Text-to-speech data collator exhibits weird batching behavior with Seq2SeqTrainer
GinUTE opened this issue · 9 comments
System Info
- transformers version: 4.37.0.dev0
- platform: Linux-6.1.58+-x86_64-with-glibc2.35 (Colaboratory free accelerated runtime)
- python version: 3.10.12
Who can help?
No response
Information
- The official example scripts
- My own modified scripts
Tasks
- An officially supported task in the
examples
folder (such as GLUE/SQuAD, ...) - My own task or dataset (give details below)
Reproduction
I am currently fine-tuning SpeechT5 on Vietnamese TTS. I followed the official fine-tuning guide here.
The only difference I made is that I changed the tokenizer wrapped in SpeechT5Processor with my own Vietnamese SentencePiece character-level tokenizer. I made sure to add the same special tokens in the original tokenizer, and it is working as expected. I used the following code snippet:
processor = SpeechT5Processor.from_pretrained("microsoft/speecht5_tts")
tokenizer = SpeechT5Tokenizer("spm-char.model")
processor.tokenizer = tokenizer
model = SpeechT5ForTextToSpeech.from_pretrained("microsoft/speecht5_tts")
model.resize_token_embeddings(new_num_tokens=len(tokenizer), pad_to_multiple_of=8)
The issue arises when I got to the training phase at trainer.train()
. It throws the following error:
Sizes of tensors must match except in dimension 2. Expected size 16 but got size 256 for tensor number 1 in the list.

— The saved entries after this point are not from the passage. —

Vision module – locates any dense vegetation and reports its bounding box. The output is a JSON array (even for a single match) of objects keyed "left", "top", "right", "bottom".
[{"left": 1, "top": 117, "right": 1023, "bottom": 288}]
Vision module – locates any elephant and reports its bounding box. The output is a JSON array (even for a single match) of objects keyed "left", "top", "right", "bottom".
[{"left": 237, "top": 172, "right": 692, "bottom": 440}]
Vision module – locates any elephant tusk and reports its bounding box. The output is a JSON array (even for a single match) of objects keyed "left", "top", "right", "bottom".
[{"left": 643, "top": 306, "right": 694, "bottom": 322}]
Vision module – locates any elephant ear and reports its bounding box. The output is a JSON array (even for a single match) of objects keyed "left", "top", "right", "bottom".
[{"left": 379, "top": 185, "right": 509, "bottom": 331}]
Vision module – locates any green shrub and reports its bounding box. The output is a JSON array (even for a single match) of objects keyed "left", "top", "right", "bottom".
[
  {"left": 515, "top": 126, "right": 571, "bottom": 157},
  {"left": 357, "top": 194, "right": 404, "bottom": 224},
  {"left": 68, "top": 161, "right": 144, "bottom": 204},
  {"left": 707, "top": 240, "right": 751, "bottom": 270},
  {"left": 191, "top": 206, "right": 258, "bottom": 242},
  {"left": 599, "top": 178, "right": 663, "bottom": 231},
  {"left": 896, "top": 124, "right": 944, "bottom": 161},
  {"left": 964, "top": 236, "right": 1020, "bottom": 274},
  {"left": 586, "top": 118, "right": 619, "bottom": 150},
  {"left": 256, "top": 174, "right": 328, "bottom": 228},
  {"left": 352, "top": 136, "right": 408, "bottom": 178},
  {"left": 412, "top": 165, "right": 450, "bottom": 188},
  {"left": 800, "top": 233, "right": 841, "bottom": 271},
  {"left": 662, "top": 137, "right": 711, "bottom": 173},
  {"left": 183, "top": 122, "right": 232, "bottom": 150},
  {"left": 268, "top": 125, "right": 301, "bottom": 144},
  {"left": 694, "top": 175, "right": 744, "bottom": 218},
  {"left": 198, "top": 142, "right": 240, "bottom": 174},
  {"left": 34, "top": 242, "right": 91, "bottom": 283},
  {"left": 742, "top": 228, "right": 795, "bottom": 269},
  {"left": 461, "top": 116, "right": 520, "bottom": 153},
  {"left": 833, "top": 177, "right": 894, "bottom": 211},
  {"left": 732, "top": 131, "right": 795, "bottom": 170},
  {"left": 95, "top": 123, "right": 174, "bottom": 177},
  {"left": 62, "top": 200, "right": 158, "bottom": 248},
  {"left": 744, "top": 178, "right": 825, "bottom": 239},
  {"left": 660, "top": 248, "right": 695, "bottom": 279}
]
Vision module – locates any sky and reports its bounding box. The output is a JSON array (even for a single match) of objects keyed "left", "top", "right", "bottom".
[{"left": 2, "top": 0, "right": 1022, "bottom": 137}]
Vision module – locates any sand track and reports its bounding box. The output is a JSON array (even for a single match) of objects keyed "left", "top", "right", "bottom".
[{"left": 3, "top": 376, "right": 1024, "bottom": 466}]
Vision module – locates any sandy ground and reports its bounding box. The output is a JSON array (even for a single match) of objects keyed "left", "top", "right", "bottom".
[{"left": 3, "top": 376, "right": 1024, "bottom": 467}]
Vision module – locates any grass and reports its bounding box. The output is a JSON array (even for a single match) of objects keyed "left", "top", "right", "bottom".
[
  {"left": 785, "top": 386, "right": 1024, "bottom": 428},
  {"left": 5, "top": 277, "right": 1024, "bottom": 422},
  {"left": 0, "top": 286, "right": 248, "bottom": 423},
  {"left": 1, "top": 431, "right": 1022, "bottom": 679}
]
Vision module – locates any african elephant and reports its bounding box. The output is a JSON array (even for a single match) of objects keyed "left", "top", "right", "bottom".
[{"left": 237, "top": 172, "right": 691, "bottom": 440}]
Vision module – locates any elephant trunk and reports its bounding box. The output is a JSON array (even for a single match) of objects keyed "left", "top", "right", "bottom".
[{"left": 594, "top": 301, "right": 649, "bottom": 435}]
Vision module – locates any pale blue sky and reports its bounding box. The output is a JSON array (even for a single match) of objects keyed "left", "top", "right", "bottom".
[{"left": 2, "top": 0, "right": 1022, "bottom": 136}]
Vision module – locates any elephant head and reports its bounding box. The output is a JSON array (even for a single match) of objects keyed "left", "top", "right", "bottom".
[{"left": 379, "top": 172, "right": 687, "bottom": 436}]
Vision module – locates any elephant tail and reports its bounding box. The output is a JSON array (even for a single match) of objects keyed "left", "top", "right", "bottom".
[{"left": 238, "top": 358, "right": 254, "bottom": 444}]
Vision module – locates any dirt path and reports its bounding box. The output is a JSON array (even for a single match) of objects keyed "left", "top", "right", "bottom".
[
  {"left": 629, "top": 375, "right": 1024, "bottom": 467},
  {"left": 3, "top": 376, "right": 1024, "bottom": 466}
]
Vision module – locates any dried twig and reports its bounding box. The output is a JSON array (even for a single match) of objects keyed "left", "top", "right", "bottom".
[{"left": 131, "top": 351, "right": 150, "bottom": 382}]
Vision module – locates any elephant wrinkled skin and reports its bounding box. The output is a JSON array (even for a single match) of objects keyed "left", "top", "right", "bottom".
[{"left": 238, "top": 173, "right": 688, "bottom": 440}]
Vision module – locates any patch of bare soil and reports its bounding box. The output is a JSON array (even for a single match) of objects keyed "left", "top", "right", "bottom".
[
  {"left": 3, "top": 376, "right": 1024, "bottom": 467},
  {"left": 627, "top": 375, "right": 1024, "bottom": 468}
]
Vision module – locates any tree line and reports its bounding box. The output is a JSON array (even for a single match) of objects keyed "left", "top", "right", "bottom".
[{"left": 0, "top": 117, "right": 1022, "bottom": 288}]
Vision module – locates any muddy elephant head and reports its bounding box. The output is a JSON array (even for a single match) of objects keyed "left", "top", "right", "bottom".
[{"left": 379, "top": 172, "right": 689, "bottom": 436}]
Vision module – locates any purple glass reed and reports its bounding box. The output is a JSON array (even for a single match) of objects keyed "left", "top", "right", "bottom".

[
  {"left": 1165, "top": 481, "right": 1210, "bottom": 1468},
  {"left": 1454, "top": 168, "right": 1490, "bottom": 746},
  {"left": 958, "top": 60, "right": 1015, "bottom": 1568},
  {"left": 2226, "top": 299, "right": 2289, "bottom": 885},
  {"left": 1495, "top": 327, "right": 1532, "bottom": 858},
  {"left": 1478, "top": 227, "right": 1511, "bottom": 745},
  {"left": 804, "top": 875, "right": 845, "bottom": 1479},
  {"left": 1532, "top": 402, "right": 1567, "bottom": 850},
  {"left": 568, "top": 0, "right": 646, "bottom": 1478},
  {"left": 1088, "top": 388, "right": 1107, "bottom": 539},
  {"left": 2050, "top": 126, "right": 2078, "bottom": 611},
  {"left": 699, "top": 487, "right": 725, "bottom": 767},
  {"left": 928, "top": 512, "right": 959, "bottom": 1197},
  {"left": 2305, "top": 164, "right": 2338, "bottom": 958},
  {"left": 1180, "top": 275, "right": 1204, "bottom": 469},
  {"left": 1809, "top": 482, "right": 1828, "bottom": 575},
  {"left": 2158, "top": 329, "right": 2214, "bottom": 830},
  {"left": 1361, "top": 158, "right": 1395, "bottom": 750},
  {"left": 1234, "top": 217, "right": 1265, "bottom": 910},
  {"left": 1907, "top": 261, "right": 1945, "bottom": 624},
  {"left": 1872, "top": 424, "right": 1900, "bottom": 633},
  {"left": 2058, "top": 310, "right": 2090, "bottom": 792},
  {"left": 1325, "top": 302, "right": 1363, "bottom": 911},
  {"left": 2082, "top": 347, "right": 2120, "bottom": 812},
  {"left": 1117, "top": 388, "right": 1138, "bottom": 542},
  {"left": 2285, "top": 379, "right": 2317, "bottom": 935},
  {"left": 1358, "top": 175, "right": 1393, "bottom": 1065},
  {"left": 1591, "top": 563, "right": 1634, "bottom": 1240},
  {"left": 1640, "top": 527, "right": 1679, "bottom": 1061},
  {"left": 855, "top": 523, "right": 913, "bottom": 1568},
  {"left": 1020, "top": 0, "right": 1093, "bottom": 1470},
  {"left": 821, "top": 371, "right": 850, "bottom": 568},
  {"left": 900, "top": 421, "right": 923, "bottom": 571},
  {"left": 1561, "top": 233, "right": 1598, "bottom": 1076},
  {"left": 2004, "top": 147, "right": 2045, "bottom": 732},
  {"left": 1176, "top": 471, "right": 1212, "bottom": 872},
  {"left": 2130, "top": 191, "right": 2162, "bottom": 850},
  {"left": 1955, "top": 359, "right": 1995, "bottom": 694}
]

I found that the error changes according to batch size. Specifically, the second sentence always throws:
Expect size <batch size> but got size <batch size to the power of 2> for tensor number 1 in the list.
Batch size other than 1 will throw such an error.
I made no change to the original data collator, here is the code snippet:
@dataclass
class TTSDataCollatorWithPadding:
processor: Any
def __call__(
self, features: List[Dict[str, Union[List[int], torch.Tensor]]]
) -> Dict[str, torch.Tensor]:
input_ids = [{"input_ids": feature["input_ids"]} for feature in features]
label_features = [{"input_values": feature["labels"]} for feature in features]
speaker_features = [feature["speaker_embeddings"] for feature in features]
batch = processor.pad(
input_ids=input_ids, labels=label_features, return_tensors="pt"
)
batch["labels"] = batch["labels"].masked_fill(
batch.decoder_attention_mask.unsqueeze(-1).ne(1), -100
)
del batch["decoder_attention_mask"]
if model.config.reduction_factor > 1:
target_lengths = torch.tensor(
[len(feature["input_values"]) for feature in label_features]
)
target_lengths = target_lengths.new(
[
length - length % model.config.reduction_factor
for length in target_lengths
]
)
max_length = max(target_lengths)
batch["labels"] = batch["labels"][:, :max_length]
batch["speaker_embeddings"] = torch.tensor(speaker_features)
return batch
data_collator = TTSDataCollatorWithPadding(processor=processor)
I checked the batch returned by the data collator with 16 examples and it seems to check out:
{'input_ids': torch.Size([16, 188]),
'attention_mask': torch.Size([16, 188]),
'labels': torch.Size([16, 628, 80]),
'speaker_embeddings': torch.Size([16, 512])}
I suspect it must be something to do with the DataLoader, or something else obvious that I just cannot wrap my head around. Any help is appreciated.
Expected behavior
The fine-tuning should proceed as per usual. I fine-tuned SpeechT5 on Vietnamese TTS once before but not with a custom tokenizer.